While the couple wasted little time starting a family, they both remained busy on Hollywood sets in the early going. Berkoff worked with Al Pacino, Jack Lemmon, and Alec Baldwin on Glengarry Glen Ross in 1991. He appeared in 1992’s The Vanishing with Jeff Bridges and Sandra Bullock. Shortly after the birth of their first child Matthew in 1993, Berkoff pulled back from Hollywood work to focus on their family.
Lowe went from Hollywood heartthrob to the good husband
Nearly four decades after launching his acting career, Lowe is still thankful Berkoff helped him leave behind a destructive lifestyle. In a January 2022 cover story for People, the 57-year-old can be seen showing off a turquoise ring, designed by Berkoff for her fine-jewelry business, Sheryl Berkoff Jewelry.
The $1,900 sterling silver ring was also promoted by Lowe on Jimmy Kimmel Live, which Lowe hosted in August 2020. As a tie-in to Lowe’s current TV role, 9-1-1 Lone Star, Berkoff included a single star on the side of the ring, aptly called the “Mr. Lowe Sonoran Turquoise ring.”
It’s far from the first time Lowe has made a big gesture to support Berkoff and their family. In 1999, he was cast in a breakthrough role in The West Wing in 1999. Lowe commuted more than 80 miles each way from Santa Barbara to LA to make sure he could say goodnight to sons Matthew and John Owen. In June 2021, Lowe even pulled some strings to get Berkoff on Family Feud for her birthday.

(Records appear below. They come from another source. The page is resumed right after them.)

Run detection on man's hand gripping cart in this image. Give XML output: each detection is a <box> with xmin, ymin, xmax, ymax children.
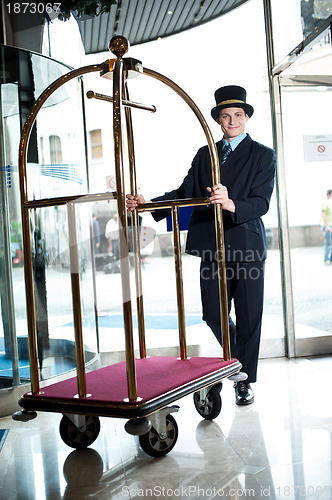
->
<box><xmin>13</xmin><ymin>36</ymin><xmax>246</xmax><ymax>456</ymax></box>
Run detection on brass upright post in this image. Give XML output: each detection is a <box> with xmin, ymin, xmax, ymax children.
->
<box><xmin>124</xmin><ymin>82</ymin><xmax>146</xmax><ymax>358</ymax></box>
<box><xmin>18</xmin><ymin>63</ymin><xmax>105</xmax><ymax>394</ymax></box>
<box><xmin>67</xmin><ymin>203</ymin><xmax>87</xmax><ymax>398</ymax></box>
<box><xmin>110</xmin><ymin>37</ymin><xmax>137</xmax><ymax>401</ymax></box>
<box><xmin>143</xmin><ymin>68</ymin><xmax>231</xmax><ymax>361</ymax></box>
<box><xmin>172</xmin><ymin>205</ymin><xmax>187</xmax><ymax>359</ymax></box>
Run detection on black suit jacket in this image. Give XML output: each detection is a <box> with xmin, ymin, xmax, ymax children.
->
<box><xmin>152</xmin><ymin>135</ymin><xmax>276</xmax><ymax>262</ymax></box>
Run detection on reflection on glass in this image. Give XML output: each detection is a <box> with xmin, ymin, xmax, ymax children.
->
<box><xmin>0</xmin><ymin>46</ymin><xmax>97</xmax><ymax>388</ymax></box>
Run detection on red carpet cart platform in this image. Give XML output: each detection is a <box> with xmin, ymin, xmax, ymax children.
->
<box><xmin>13</xmin><ymin>36</ymin><xmax>246</xmax><ymax>456</ymax></box>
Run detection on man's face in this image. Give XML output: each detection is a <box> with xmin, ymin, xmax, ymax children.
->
<box><xmin>217</xmin><ymin>108</ymin><xmax>249</xmax><ymax>141</ymax></box>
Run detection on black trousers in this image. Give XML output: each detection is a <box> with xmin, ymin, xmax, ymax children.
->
<box><xmin>200</xmin><ymin>261</ymin><xmax>264</xmax><ymax>382</ymax></box>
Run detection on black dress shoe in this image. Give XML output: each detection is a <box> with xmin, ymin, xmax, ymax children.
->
<box><xmin>234</xmin><ymin>382</ymin><xmax>254</xmax><ymax>405</ymax></box>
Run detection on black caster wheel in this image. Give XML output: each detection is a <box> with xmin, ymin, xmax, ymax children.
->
<box><xmin>60</xmin><ymin>415</ymin><xmax>100</xmax><ymax>450</ymax></box>
<box><xmin>139</xmin><ymin>414</ymin><xmax>178</xmax><ymax>457</ymax></box>
<box><xmin>194</xmin><ymin>386</ymin><xmax>222</xmax><ymax>420</ymax></box>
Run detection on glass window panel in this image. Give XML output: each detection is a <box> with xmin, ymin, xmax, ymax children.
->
<box><xmin>282</xmin><ymin>86</ymin><xmax>332</xmax><ymax>338</ymax></box>
<box><xmin>271</xmin><ymin>0</ymin><xmax>332</xmax><ymax>63</ymax></box>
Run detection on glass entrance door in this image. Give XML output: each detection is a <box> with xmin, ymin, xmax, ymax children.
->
<box><xmin>279</xmin><ymin>40</ymin><xmax>332</xmax><ymax>356</ymax></box>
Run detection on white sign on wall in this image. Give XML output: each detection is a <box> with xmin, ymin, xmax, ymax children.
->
<box><xmin>303</xmin><ymin>135</ymin><xmax>332</xmax><ymax>161</ymax></box>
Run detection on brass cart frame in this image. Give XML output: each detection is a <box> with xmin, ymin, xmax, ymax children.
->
<box><xmin>16</xmin><ymin>36</ymin><xmax>242</xmax><ymax>452</ymax></box>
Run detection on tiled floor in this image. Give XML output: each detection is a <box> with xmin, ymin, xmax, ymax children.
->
<box><xmin>0</xmin><ymin>357</ymin><xmax>332</xmax><ymax>500</ymax></box>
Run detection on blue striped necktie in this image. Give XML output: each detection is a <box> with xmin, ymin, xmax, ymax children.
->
<box><xmin>220</xmin><ymin>144</ymin><xmax>232</xmax><ymax>164</ymax></box>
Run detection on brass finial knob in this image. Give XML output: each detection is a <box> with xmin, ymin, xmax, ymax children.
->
<box><xmin>109</xmin><ymin>35</ymin><xmax>130</xmax><ymax>59</ymax></box>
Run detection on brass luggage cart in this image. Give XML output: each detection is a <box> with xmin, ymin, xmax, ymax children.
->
<box><xmin>13</xmin><ymin>36</ymin><xmax>246</xmax><ymax>456</ymax></box>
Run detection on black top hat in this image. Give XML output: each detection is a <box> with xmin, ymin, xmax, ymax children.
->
<box><xmin>211</xmin><ymin>85</ymin><xmax>254</xmax><ymax>120</ymax></box>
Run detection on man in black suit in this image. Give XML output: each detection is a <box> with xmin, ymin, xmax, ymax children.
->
<box><xmin>127</xmin><ymin>85</ymin><xmax>276</xmax><ymax>405</ymax></box>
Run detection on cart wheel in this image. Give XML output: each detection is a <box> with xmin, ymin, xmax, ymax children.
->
<box><xmin>60</xmin><ymin>415</ymin><xmax>100</xmax><ymax>450</ymax></box>
<box><xmin>139</xmin><ymin>415</ymin><xmax>178</xmax><ymax>457</ymax></box>
<box><xmin>194</xmin><ymin>386</ymin><xmax>222</xmax><ymax>420</ymax></box>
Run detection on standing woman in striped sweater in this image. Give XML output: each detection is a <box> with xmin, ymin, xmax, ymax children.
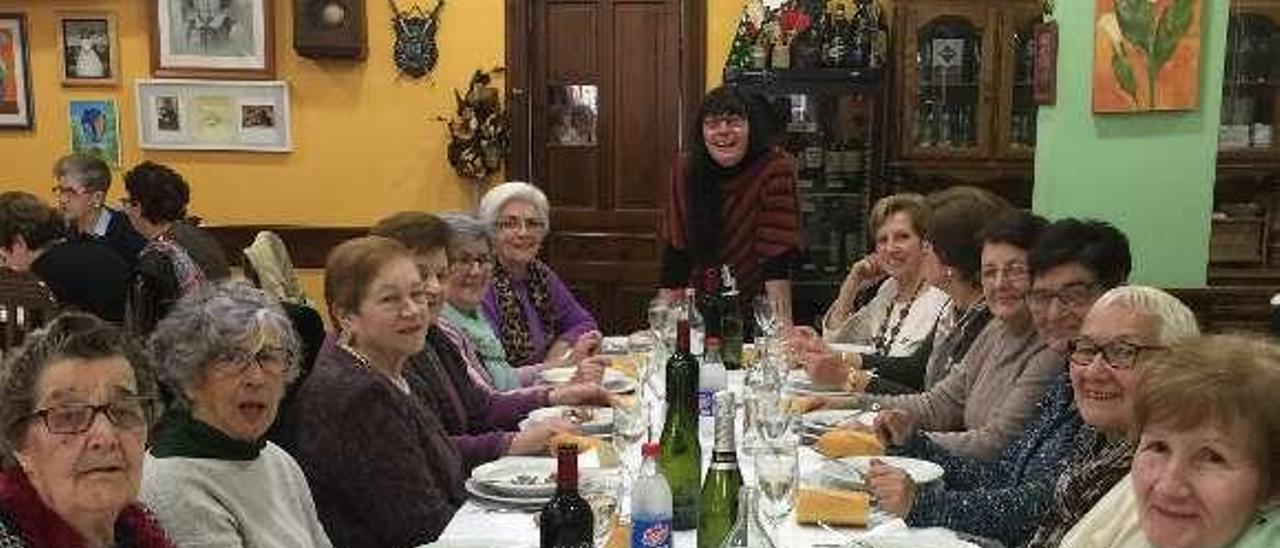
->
<box><xmin>662</xmin><ymin>87</ymin><xmax>801</xmax><ymax>325</ymax></box>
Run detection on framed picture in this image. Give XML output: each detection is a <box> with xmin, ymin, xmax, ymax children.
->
<box><xmin>58</xmin><ymin>13</ymin><xmax>120</xmax><ymax>86</ymax></box>
<box><xmin>67</xmin><ymin>99</ymin><xmax>120</xmax><ymax>166</ymax></box>
<box><xmin>0</xmin><ymin>13</ymin><xmax>35</xmax><ymax>129</ymax></box>
<box><xmin>137</xmin><ymin>79</ymin><xmax>293</xmax><ymax>152</ymax></box>
<box><xmin>148</xmin><ymin>0</ymin><xmax>275</xmax><ymax>79</ymax></box>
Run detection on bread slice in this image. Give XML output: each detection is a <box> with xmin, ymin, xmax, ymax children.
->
<box><xmin>814</xmin><ymin>429</ymin><xmax>884</xmax><ymax>458</ymax></box>
<box><xmin>796</xmin><ymin>488</ymin><xmax>872</xmax><ymax>528</ymax></box>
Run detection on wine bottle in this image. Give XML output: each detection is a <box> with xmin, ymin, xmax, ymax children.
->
<box><xmin>719</xmin><ymin>265</ymin><xmax>742</xmax><ymax>371</ymax></box>
<box><xmin>719</xmin><ymin>487</ymin><xmax>773</xmax><ymax>548</ymax></box>
<box><xmin>539</xmin><ymin>446</ymin><xmax>595</xmax><ymax>548</ymax></box>
<box><xmin>698</xmin><ymin>391</ymin><xmax>742</xmax><ymax>548</ymax></box>
<box><xmin>658</xmin><ymin>294</ymin><xmax>703</xmax><ymax>531</ymax></box>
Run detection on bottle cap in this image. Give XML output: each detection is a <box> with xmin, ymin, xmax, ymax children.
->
<box><xmin>640</xmin><ymin>442</ymin><xmax>662</xmax><ymax>458</ymax></box>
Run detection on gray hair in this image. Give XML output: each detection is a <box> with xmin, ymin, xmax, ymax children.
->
<box><xmin>479</xmin><ymin>181</ymin><xmax>552</xmax><ymax>230</ymax></box>
<box><xmin>1093</xmin><ymin>286</ymin><xmax>1199</xmax><ymax>346</ymax></box>
<box><xmin>54</xmin><ymin>154</ymin><xmax>111</xmax><ymax>192</ymax></box>
<box><xmin>436</xmin><ymin>211</ymin><xmax>493</xmax><ymax>255</ymax></box>
<box><xmin>147</xmin><ymin>282</ymin><xmax>301</xmax><ymax>407</ymax></box>
<box><xmin>0</xmin><ymin>312</ymin><xmax>155</xmax><ymax>466</ymax></box>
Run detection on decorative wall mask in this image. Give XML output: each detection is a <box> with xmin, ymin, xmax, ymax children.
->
<box><xmin>387</xmin><ymin>0</ymin><xmax>444</xmax><ymax>78</ymax></box>
<box><xmin>449</xmin><ymin>69</ymin><xmax>511</xmax><ymax>183</ymax></box>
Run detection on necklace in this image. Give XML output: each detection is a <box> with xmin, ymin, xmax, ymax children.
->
<box><xmin>338</xmin><ymin>338</ymin><xmax>412</xmax><ymax>394</ymax></box>
<box><xmin>873</xmin><ymin>279</ymin><xmax>924</xmax><ymax>356</ymax></box>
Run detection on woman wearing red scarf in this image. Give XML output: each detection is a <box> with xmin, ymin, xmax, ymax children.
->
<box><xmin>0</xmin><ymin>314</ymin><xmax>173</xmax><ymax>548</ymax></box>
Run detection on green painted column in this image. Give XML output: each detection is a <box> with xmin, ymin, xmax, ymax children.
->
<box><xmin>1033</xmin><ymin>0</ymin><xmax>1229</xmax><ymax>287</ymax></box>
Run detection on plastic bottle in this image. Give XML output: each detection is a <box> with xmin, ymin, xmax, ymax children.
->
<box><xmin>631</xmin><ymin>442</ymin><xmax>672</xmax><ymax>548</ymax></box>
<box><xmin>698</xmin><ymin>337</ymin><xmax>728</xmax><ymax>439</ymax></box>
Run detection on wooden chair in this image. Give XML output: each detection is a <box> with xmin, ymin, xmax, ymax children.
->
<box><xmin>0</xmin><ymin>268</ymin><xmax>58</xmax><ymax>353</ymax></box>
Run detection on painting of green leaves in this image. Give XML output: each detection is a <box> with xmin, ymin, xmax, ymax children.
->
<box><xmin>1093</xmin><ymin>0</ymin><xmax>1203</xmax><ymax>113</ymax></box>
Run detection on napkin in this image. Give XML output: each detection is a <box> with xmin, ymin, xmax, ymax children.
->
<box><xmin>814</xmin><ymin>429</ymin><xmax>884</xmax><ymax>458</ymax></box>
<box><xmin>796</xmin><ymin>488</ymin><xmax>872</xmax><ymax>528</ymax></box>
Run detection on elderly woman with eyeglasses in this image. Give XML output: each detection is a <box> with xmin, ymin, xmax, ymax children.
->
<box><xmin>0</xmin><ymin>314</ymin><xmax>173</xmax><ymax>548</ymax></box>
<box><xmin>142</xmin><ymin>283</ymin><xmax>330</xmax><ymax>548</ymax></box>
<box><xmin>1061</xmin><ymin>335</ymin><xmax>1280</xmax><ymax>548</ymax></box>
<box><xmin>479</xmin><ymin>182</ymin><xmax>602</xmax><ymax>367</ymax></box>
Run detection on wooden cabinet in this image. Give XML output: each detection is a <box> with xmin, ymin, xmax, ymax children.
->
<box><xmin>890</xmin><ymin>0</ymin><xmax>1041</xmax><ymax>204</ymax></box>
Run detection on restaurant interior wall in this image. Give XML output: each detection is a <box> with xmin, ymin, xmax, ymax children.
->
<box><xmin>1033</xmin><ymin>0</ymin><xmax>1228</xmax><ymax>287</ymax></box>
<box><xmin>0</xmin><ymin>0</ymin><xmax>504</xmax><ymax>314</ymax></box>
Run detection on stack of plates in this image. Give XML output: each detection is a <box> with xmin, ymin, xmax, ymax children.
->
<box><xmin>466</xmin><ymin>457</ymin><xmax>556</xmax><ymax>508</ymax></box>
<box><xmin>520</xmin><ymin>406</ymin><xmax>613</xmax><ymax>435</ymax></box>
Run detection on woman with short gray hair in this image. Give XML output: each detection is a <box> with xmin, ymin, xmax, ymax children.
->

Completing the long journey from Hollywood bad boy, Lowe told Entertainment Tonight that Berkoff “may have saved my life” and affectionately calls her “love bug” on Instagram.
Lowe and Berkoff defy the odds for Hollywood couples
People don’t consider Hollywood to cultivate long marriages. But Berkoff and Lowe are in an exclusive club of Hollywood couples breaking the stereotype. As Insider reports, Sacha Baron Cohen and Isla Fisher have been together for 20 years. Paul Thomas Anderson and Maya Rudolph have been partners for a couple of decades. Since 2000, Catherine Zeta-Jones and Michael Douglas have been married. Few have made it as long as Lowe and Berkoff. However, popular actors Kyra Sedgwick and Kevin Bacon have been married since the late ’80s.
To retain the healthy marriage now in its fourth decade, the Lowe family continues to attend therapy, which Lowe likened to receiving work from a chiropractor. After therapy helped pull Lowe out of drug and alcohol binges early in his life, he sees therapy as a natural aid that ensures good communication in an era of fragmented attention spans.
But Lowe still retains a Hollywood notion of what makes a successful marriage, too. As he said on the Goopfellas podcast in 2019, a good marriage is put together the same way Alfred Hitchcock assembled a hit: “‘It’s all about the casting,'” Lowe said, quoting the iconic director, “and that’s the same with marriage. It really is all about who you pick.”